Я знаю, что профессор английского ошибается, потому что знаю результаты исследований людей с тяжелыми формами потери памяти, которые действительно не могут вспомнить, что только что уже выполняли это задание. Эти люди обычно называют те же слова, что они называли в прошлый раз. При этом они могут называть их немного быстрее.
В эксперименте с гипнозом испытуемые, повторно выполнявшие задание на ассоциации, называли другие слова. Они считали, как и профессор английского языка, что так и должно происходить, если ты не помнишь, что уже выполнял это задание, и действовали в соответствии с этим представлением. Но они не осознавали, что делают это. Вот что должен был без их ведома делать в этом эксперименте их мозг. Во-первых, он должен был установить общую стратегию выполнения задания на ассоциации между словами: "не называть те же слова, что в прошлый раз". Во-вторых, чтобы этой стратегии можно было следовать, он должен был запомнить, какие слова были названы в прошлый раз. В-третьих, он должен был следить за каждым действием, чтобы противостоять сильной тенденции к повторному называнию тех же слов.
Итак, мы оказались у самой вершины иерархической системы, управляющей нашими действиями. И мы узнали, что наш мозг может задать себе стратегию и следить за ее выполнением без нашего ведома. Мои знания о собственном теле и о том, как оно взаимодействует с окружающим миром, получены не напрямую и недостоверны. Многие из таких сведений мозг от меня скрывает, а многие придумывает.

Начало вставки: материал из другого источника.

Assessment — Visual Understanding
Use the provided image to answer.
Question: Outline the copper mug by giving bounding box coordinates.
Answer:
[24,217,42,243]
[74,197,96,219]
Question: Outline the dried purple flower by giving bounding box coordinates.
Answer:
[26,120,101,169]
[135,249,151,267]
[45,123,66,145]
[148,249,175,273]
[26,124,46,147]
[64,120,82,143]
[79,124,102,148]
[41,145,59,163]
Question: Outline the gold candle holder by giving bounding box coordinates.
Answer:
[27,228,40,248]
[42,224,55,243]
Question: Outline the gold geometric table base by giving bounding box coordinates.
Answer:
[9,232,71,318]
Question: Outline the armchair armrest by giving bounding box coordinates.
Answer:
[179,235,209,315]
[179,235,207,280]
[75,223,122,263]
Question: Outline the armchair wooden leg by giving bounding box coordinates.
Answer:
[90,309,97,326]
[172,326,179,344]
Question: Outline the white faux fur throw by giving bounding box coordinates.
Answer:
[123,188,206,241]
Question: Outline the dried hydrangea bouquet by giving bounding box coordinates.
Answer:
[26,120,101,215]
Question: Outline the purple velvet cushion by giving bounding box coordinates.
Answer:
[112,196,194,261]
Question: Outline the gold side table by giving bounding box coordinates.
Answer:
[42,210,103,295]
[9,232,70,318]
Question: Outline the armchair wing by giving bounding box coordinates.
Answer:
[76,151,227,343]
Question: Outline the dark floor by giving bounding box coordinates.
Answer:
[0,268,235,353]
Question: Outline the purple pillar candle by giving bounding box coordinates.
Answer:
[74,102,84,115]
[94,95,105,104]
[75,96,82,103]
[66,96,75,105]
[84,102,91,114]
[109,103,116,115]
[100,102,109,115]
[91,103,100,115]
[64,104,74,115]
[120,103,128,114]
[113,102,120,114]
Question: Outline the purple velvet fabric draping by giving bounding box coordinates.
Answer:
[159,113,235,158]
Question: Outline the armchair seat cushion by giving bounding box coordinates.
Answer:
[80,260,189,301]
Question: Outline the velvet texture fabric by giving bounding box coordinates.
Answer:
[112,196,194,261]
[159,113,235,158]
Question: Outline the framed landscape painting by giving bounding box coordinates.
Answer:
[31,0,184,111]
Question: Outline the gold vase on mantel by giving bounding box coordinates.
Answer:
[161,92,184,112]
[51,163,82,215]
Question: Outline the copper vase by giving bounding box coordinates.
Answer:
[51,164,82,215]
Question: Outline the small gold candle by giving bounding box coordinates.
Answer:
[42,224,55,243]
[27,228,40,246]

Так почему же, когда я смотрю в зеркало, мой мозг не показывает меня таким, какой я есть на самом деле – молодым, стройным, с густыми черными волосами?
Рис. 3.11. Автор этой книги, какой он есть.

 

Здесь, в конце первой части этой книги, если все идет по плану, вы должны быть несколько обескуражены. Вы убедились,  что наше ощущение непосредственного и непринужденного взаимодействия с окружающим миром – с помощью наших чувств и действий – представляет собой иллюзию. У нас нет прямой связи ни с окружающим миром, ни даже с собственным телом. Наш мозг создает эти иллюзии, скрывая от нас все сложные процессы, задействованные в получении сведений о мире. Мы совершенно не в курсе множества умозаключений и решений, которые постоянно принимает наш мозг. Когда с нами что-то не в порядке, наше восприятие мира может и вовсе не соответствовать действительности. Но как тогда мы вообще можем быть хоть в чем-то уверены? И если наша связь с материальным миром столь ненадежна, как мы можем надеяться проникнуть в мир сознания других людей? Теперь, когда мы разделили мозг и сознание и рассмотрели их по отдельности, я постараюсь вновь соединить их вместе и вновь уверить вас в том, что мы можем доверять своим ощущениям (в большинстве случаев).